At the Taft studio, Alfèrez was exposed to the Breaux-Arts tradition which was then on the decline. The years of apprenticeship under his father made him a quick study and he flourished under the tutelage of Taft. Alfèrez began to hit his stride during the Art Deco period. The greatest example of his work during this period (1928) are the twenty-four wood reliefs at the Palmolive (now Playboy) Building in Chicago.
It was in 1929 that Alfèrez arrived in New Orleans for the first time on his way to Mexico. The local art life in the French Quarter was so attractive to him that he never made it to Mexico that time. His first commission was to carve statues of Mary and three saints on the facade of the Church of the Holy Name of Mary in Algiers. He befriended Franz Blom, the director of the Tulane University’s Middle America Research Institute and joined him on a trip to Mexico where they made a full-scale plaster cast of the facade of the Nunnery buildings of the Mayan ruins at Uxmal in Yucatan which was displayed at the 1933 Century of Progress Exposition in Chicago. He returned to New Orleans as a permanent member of the City’s art community and during the next decade received numerous public art commissions, taught at the Arts and Crafts Club in the French Quarter and directed the Works Progress Administration’s sculpture program.

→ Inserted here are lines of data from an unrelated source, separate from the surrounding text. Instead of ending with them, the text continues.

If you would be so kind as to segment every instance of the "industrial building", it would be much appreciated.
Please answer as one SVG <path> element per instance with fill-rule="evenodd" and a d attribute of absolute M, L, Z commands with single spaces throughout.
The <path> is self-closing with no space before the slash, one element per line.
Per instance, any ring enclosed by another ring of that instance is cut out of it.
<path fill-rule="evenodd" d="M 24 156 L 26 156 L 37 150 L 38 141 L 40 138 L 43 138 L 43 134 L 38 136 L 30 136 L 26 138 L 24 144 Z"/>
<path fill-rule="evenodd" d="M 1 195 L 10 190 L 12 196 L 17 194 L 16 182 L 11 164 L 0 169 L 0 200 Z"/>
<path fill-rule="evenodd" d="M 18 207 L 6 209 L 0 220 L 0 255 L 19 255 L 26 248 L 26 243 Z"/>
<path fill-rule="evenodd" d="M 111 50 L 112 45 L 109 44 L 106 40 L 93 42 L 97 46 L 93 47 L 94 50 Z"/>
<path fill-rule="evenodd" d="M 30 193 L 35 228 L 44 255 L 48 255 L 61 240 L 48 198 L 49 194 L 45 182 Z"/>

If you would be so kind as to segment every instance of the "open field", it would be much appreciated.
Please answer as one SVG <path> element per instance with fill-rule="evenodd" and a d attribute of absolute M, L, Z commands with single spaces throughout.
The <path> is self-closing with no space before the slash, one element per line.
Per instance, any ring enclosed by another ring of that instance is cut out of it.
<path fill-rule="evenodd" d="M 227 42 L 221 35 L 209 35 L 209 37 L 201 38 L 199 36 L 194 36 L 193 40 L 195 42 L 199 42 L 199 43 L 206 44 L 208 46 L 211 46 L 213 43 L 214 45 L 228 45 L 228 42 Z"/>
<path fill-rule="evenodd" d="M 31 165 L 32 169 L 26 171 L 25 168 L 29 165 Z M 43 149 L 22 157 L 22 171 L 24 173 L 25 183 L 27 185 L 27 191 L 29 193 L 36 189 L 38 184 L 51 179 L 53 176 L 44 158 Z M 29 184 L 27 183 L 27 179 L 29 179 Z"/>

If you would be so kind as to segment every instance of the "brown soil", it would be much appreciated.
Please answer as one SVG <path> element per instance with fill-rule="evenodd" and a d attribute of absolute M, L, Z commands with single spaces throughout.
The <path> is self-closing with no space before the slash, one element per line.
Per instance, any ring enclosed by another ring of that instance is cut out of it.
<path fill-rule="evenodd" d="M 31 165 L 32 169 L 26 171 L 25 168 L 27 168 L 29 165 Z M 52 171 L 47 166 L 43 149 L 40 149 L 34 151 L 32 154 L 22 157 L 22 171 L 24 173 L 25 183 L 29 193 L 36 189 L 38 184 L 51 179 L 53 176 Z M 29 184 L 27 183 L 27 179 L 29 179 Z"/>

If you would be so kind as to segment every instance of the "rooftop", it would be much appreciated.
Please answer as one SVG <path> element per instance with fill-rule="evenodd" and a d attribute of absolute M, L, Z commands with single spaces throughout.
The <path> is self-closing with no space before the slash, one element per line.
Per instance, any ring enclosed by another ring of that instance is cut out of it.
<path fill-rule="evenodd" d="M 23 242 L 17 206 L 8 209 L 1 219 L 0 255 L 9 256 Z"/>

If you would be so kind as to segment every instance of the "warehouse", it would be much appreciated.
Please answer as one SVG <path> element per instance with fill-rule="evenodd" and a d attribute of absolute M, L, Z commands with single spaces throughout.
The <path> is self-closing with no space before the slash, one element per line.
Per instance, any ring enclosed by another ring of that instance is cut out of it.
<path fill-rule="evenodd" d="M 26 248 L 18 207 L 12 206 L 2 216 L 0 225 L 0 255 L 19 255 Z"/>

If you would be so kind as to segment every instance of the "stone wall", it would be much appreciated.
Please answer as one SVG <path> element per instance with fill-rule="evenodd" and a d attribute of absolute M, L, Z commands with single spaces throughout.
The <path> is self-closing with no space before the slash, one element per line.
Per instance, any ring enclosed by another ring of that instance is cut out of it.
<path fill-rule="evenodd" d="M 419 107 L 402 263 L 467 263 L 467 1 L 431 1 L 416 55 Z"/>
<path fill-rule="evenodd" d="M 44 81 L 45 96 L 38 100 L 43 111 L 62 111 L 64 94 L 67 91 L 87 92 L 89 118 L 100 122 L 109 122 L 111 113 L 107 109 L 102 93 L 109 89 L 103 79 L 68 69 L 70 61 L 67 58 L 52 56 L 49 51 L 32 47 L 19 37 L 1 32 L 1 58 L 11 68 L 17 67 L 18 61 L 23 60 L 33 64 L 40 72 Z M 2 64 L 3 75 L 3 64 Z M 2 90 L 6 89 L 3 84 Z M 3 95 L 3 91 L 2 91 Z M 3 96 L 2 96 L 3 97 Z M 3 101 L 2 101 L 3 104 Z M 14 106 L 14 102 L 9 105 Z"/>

Alfèrez then versed himself in the principals of the Weiss, Dreyfous, and Seiferth Architectural firm who designed one of the countries greatest examples of the Art Deco style, the State Capital building in Baton Rouge. During the 1930’s he went on to work with them on many state projects Charity Hospital Complex being the most notable. Also notable during this time period are two fountains, one in City Park and one at the Lakefront Airport. Alfèrez went on to direct the sculpture program for a number of WPA (Works Progress Administration) projects most of which were included in the renovation and rebuilding of City Park. During World War II he served briefly in the Mexican Army and then in the US Army Transport Service. For five years after the war, he lived in New York and other cities designing furniture and women’s fashion accessories. He also began to take up part time residence in Mexico.
Enrique Alfèrez returned to New Orleans in 1950. The “less is more” aesthetic of the Bauhaus School led to a steep decline in commissions which meant Artists now had to depend on private patronage rather than civic or governmental. His only major art project during this time at the Municipal Courts Building ended in disaster.
After a fifty year break from public commissions, Alfèrez was commissioned by corporate patron, Joseph Canizaro, to create sculptures outside of the Louisiana Land and Exploration Tower on Poydras.
During Enrique Alfèrez’s career, he followed the historical development of sculpture in America from the Breaux-Arts ideal to the Art Deco successes and through the personal development of the post-War period. He has left his mark on the city of New Orleans by creating a unique treasury of public sculpture that will be enjoyed by many for years to come.